Relaxation problems for a functional of the type $G(u)=\int_\Omega g(x,\nabla u)\,{\rm d}x$ are analyzed, where $\Omega$ is a bounded smooth subset of $\R^N$ and $g$ is a Carath\’eodory function, when the admissible $u$ are forced to satisfy a pointwise gradient constraint of the type $\nabla u(x)\in C(x)$ for a.e. $x\in\Omega$, $C(x)$ being, for every $x\in\Omega$, a bounded convex subset of $\R^N$. The relaxed functionals $\overline{G_{PC^1(\Omega)}}$, and $\overline{G_{W^{1,\infty}(\Omega)}}$ of $G$ obtained letting $u$ vary in $PC^1(\Omega)$, the set of the piecewise $C^1$-functions in $\Omega$, and in $W^{1,\infty}(\Omega)$ respectively in the definition of $G$ are considered.
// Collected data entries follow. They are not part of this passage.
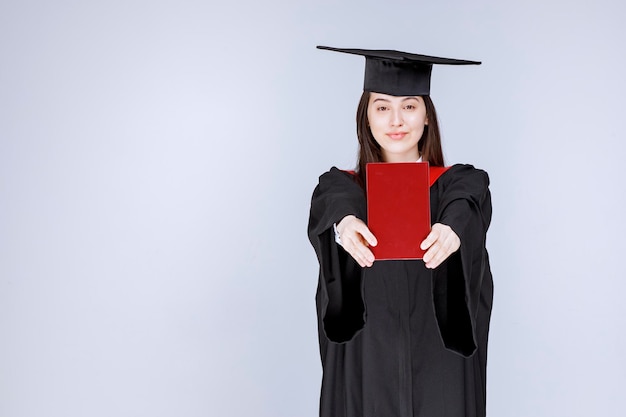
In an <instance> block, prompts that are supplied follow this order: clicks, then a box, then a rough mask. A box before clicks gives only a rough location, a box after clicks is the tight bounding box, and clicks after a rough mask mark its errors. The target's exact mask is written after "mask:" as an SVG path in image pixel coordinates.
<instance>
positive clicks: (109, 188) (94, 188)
mask: <svg viewBox="0 0 626 417" xmlns="http://www.w3.org/2000/svg"><path fill="white" fill-rule="evenodd" d="M625 11H626V10H625V6H623V2H620V1H618V0H614V1H610V0H599V1H595V2H590V1H589V2H583V1H574V2H571V1H570V2H566V1H556V0H526V1H524V2H517V4H512V2H502V1H496V0H476V1H473V2H462V1H445V2H444V1H438V2H425V1H424V2H417V1H413V2H408V1H406V2H405V1H385V2H382V1H377V2H374V1H369V0H367V1H355V0H353V1H344V2H331V1H328V0H322V1H315V2H314V1H308V2H291V1H287V0H282V1H281V0H270V1H269V2H255V1H245V2H219V3H218V2H215V1H213V2H211V1H190V0H188V1H184V0H183V1H180V0H179V1H165V0H156V1H154V0H153V1H140V0H124V1H119V0H113V1H107V2H104V1H99V2H94V1H91V2H85V1H70V0H58V1H55V2H45V1H40V0H22V1H15V0H3V1H2V3H0V416H1V417H40V416H49V417H54V416H63V417H73V416H93V417H97V416H151V417H158V416H189V417H193V416H250V415H254V416H259V417H260V416H271V417H293V416H302V417H305V416H310V417H313V416H315V415H316V413H317V399H318V389H319V381H320V365H319V359H318V353H317V339H316V322H315V316H314V314H315V310H314V302H313V296H314V292H315V286H316V279H317V265H316V261H315V256H314V253H313V250H312V249H311V248H310V246H309V243H308V241H307V239H306V222H307V218H308V208H309V199H310V195H311V192H312V190H313V187H314V186H315V184H316V181H317V176H318V175H319V174H320V173H322V172H323V171H325V170H326V169H328V168H329V167H330V166H331V165H338V166H340V167H343V168H350V167H351V166H352V165H353V163H354V155H355V151H356V140H355V134H354V130H355V128H354V113H355V109H356V104H357V101H358V97H359V95H360V91H361V87H362V73H363V59H362V58H359V57H351V56H342V55H341V54H334V53H331V52H324V51H318V50H316V49H315V45H317V44H326V45H331V46H339V47H362V48H390V49H399V50H407V51H411V52H419V53H426V54H432V55H441V56H450V57H458V58H466V59H477V60H482V61H483V65H482V66H480V67H463V68H436V69H435V72H434V76H433V87H432V97H433V99H434V101H435V103H436V104H437V107H438V111H439V114H440V119H441V120H440V121H441V125H442V130H443V134H444V147H445V149H446V156H447V159H448V162H449V163H455V162H471V163H473V164H475V165H476V166H479V167H481V168H484V169H486V170H487V171H488V172H489V173H490V175H491V179H492V193H493V203H494V218H493V223H492V228H491V230H490V233H489V241H488V245H489V249H490V253H491V257H492V266H493V273H494V277H495V283H496V300H495V307H494V311H493V321H492V331H491V338H490V361H489V386H488V396H489V413H490V415H492V416H533V417H536V416H549V417H554V416H585V417H588V416H623V415H624V413H625V409H624V408H625V407H624V401H623V392H624V388H625V387H626V362H625V361H626V360H625V359H624V358H625V357H626V356H625V355H624V351H625V349H626V336H625V331H624V330H625V327H626V307H625V303H624V302H623V299H624V293H625V292H626V284H625V278H626V273H625V272H624V271H623V269H622V261H623V258H624V249H625V245H624V235H625V234H626V222H625V221H624V214H623V213H624V208H623V207H624V203H625V197H626V195H625V194H626V191H625V188H626V187H624V178H625V175H624V173H623V170H622V168H623V166H624V161H625V160H626V146H625V145H624V139H625V135H624V132H623V112H624V98H625V94H626V85H625V81H624V73H626V68H625V66H626V56H625V54H624V46H623V41H624V39H625V35H626V30H624V29H623V27H624V26H623V20H624V17H625Z"/></svg>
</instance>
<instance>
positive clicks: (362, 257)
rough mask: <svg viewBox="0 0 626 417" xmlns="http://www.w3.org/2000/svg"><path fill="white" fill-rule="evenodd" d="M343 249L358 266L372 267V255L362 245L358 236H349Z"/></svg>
mask: <svg viewBox="0 0 626 417" xmlns="http://www.w3.org/2000/svg"><path fill="white" fill-rule="evenodd" d="M344 249H346V251H347V252H348V253H349V254H350V255H351V256H352V257H353V258H354V259H355V260H356V261H357V262H359V265H361V266H362V267H363V266H372V264H373V262H374V254H373V253H372V251H371V250H369V249H368V247H367V246H366V245H365V244H364V243H363V241H362V240H361V239H360V235H357V236H356V238H355V237H352V236H350V238H349V239H348V241H347V244H346V245H344Z"/></svg>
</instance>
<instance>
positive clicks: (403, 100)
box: [372, 96, 417, 103]
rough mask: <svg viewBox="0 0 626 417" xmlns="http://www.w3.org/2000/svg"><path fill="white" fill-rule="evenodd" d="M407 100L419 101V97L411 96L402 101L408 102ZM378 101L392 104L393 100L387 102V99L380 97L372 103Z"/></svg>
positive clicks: (405, 98)
mask: <svg viewBox="0 0 626 417" xmlns="http://www.w3.org/2000/svg"><path fill="white" fill-rule="evenodd" d="M407 100H417V96H409V97H405V98H403V99H402V101H407ZM377 101H385V102H388V103H389V102H391V100H387V99H386V98H382V97H378V98H377V99H374V101H372V103H376V102H377Z"/></svg>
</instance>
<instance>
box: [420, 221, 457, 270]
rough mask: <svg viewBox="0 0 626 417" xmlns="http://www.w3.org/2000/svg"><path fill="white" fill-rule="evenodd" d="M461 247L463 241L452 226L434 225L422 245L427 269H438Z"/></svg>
mask: <svg viewBox="0 0 626 417" xmlns="http://www.w3.org/2000/svg"><path fill="white" fill-rule="evenodd" d="M460 246H461V239H459V237H458V236H457V234H456V233H454V231H453V230H452V228H451V227H450V226H447V225H445V224H441V223H435V224H433V227H432V229H431V230H430V233H429V234H428V236H426V239H424V241H423V242H422V244H421V245H420V248H422V250H426V253H425V254H424V263H425V264H426V268H430V269H434V268H437V267H438V266H439V265H441V263H442V262H443V261H445V260H446V259H448V256H450V255H452V254H453V253H454V252H456V251H457V250H458V249H459V247H460Z"/></svg>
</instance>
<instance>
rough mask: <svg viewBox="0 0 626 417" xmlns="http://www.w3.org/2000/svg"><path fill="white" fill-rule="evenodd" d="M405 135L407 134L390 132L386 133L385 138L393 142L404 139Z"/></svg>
mask: <svg viewBox="0 0 626 417" xmlns="http://www.w3.org/2000/svg"><path fill="white" fill-rule="evenodd" d="M407 134H408V133H407V132H391V133H387V136H389V138H390V139H393V140H400V139H402V138H404V137H405V136H406V135H407Z"/></svg>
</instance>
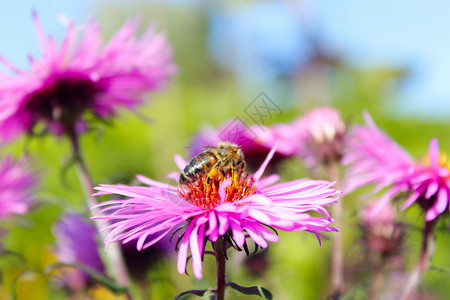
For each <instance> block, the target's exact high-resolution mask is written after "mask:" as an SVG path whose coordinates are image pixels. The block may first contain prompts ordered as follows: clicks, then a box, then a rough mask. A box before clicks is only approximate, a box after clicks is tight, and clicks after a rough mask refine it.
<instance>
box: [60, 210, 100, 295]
mask: <svg viewBox="0 0 450 300" xmlns="http://www.w3.org/2000/svg"><path fill="white" fill-rule="evenodd" d="M53 233H54V235H55V238H56V256H57V257H58V259H59V261H60V262H63V263H67V264H81V265H84V266H86V267H89V268H91V269H93V270H95V271H97V272H99V273H104V272H105V269H104V267H103V263H102V261H101V259H100V256H99V253H98V248H97V243H96V238H97V235H98V232H97V230H96V228H95V226H94V225H92V224H91V223H89V222H88V221H87V220H86V219H84V217H83V216H81V215H78V214H67V215H64V216H62V217H61V220H60V221H59V222H58V223H56V224H55V225H54V227H53ZM89 280H90V276H89V275H88V274H86V273H84V272H82V271H81V270H77V269H73V270H72V269H70V270H69V271H67V272H65V273H64V278H63V282H64V285H65V286H68V287H70V288H71V289H74V290H78V289H82V288H84V287H86V286H87V285H88V283H89Z"/></svg>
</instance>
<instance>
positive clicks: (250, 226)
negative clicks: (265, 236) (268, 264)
mask: <svg viewBox="0 0 450 300" xmlns="http://www.w3.org/2000/svg"><path fill="white" fill-rule="evenodd" d="M244 229H245V231H246V232H247V233H248V235H249V236H250V238H251V239H252V240H254V241H255V243H256V244H258V245H259V246H260V247H261V248H267V247H268V246H269V244H268V243H267V241H266V240H265V239H263V238H262V237H261V236H260V235H259V234H258V232H257V230H256V229H255V228H254V227H253V226H252V225H251V224H249V222H245V224H244Z"/></svg>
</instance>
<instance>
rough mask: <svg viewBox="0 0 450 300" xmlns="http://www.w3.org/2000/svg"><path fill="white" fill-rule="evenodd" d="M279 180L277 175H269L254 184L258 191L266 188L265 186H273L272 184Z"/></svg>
mask: <svg viewBox="0 0 450 300" xmlns="http://www.w3.org/2000/svg"><path fill="white" fill-rule="evenodd" d="M279 179H280V175H278V174H271V175H269V176H267V177H265V178H263V179H261V180H258V181H257V182H255V186H256V187H257V188H258V189H262V188H264V187H266V186H269V185H272V184H274V183H275V182H277V181H278V180H279Z"/></svg>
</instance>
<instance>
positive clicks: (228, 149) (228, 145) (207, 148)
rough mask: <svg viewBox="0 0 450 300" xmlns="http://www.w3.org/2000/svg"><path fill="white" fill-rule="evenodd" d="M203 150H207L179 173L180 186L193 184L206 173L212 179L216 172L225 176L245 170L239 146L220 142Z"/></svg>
mask: <svg viewBox="0 0 450 300" xmlns="http://www.w3.org/2000/svg"><path fill="white" fill-rule="evenodd" d="M205 148H207V149H206V150H205V151H203V152H201V153H200V154H199V155H197V156H196V157H194V158H193V159H192V160H191V161H190V162H189V163H188V164H187V166H186V167H185V168H184V170H183V171H182V172H181V175H180V184H188V183H193V182H195V181H197V180H198V179H200V177H202V176H203V175H205V174H206V173H208V176H209V177H214V176H216V175H217V173H218V172H221V173H222V174H224V175H225V174H226V172H227V171H231V170H236V171H239V170H243V169H244V168H245V161H244V153H243V152H242V150H241V147H240V146H238V145H236V144H233V143H229V142H222V143H218V144H217V147H212V146H207V147H205Z"/></svg>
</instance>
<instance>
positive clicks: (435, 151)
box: [428, 138, 439, 173]
mask: <svg viewBox="0 0 450 300" xmlns="http://www.w3.org/2000/svg"><path fill="white" fill-rule="evenodd" d="M428 155H429V156H430V164H431V168H432V169H433V173H437V170H438V168H439V143H438V140H437V139H435V138H434V139H432V140H431V142H430V147H429V150H428Z"/></svg>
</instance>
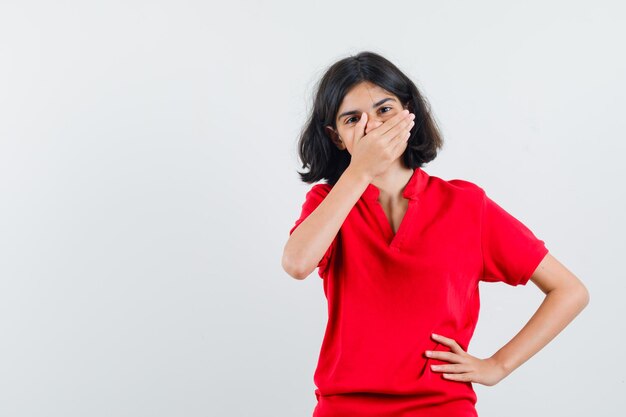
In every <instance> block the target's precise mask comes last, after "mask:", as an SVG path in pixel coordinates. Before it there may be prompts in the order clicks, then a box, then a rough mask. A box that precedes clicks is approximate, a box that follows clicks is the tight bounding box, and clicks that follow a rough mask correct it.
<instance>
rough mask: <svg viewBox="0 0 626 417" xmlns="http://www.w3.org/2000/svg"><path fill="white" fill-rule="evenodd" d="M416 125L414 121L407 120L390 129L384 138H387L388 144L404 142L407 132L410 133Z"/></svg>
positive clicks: (386, 133)
mask: <svg viewBox="0 0 626 417" xmlns="http://www.w3.org/2000/svg"><path fill="white" fill-rule="evenodd" d="M414 125H415V122H414V121H413V120H411V119H410V118H406V119H405V120H403V121H401V122H400V123H398V124H397V125H395V126H394V127H393V128H391V129H389V131H388V132H387V133H385V134H384V135H383V137H384V138H386V139H387V140H388V142H393V141H394V140H397V141H399V142H402V141H404V140H405V136H406V133H405V132H410V131H411V128H412V127H413V126H414Z"/></svg>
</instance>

Identity and integral representation results are proved under continuity-type assumptions on $C$, together with the description of the common density by means of convexification arguments. Classical relaxation results are extended to the case of the continuous variable dependence of $C$, and the non-identity features described in the measurable dependence case by De Arcangelis, Monsurr\‘o and Zappale (2004) are shown to be non-occurring. Proofs are based on the properties of certain limits of multifunctions, and on an approximation result for functions $u$ in $W^{1,\infty}(\Omega)$, with $\nabla u(x)\in C(x)$ for a.e. $x\in\Omega$, by $PC^1(\Omega)$ ones satisfying the same condition. Results in more general settings are also obtained.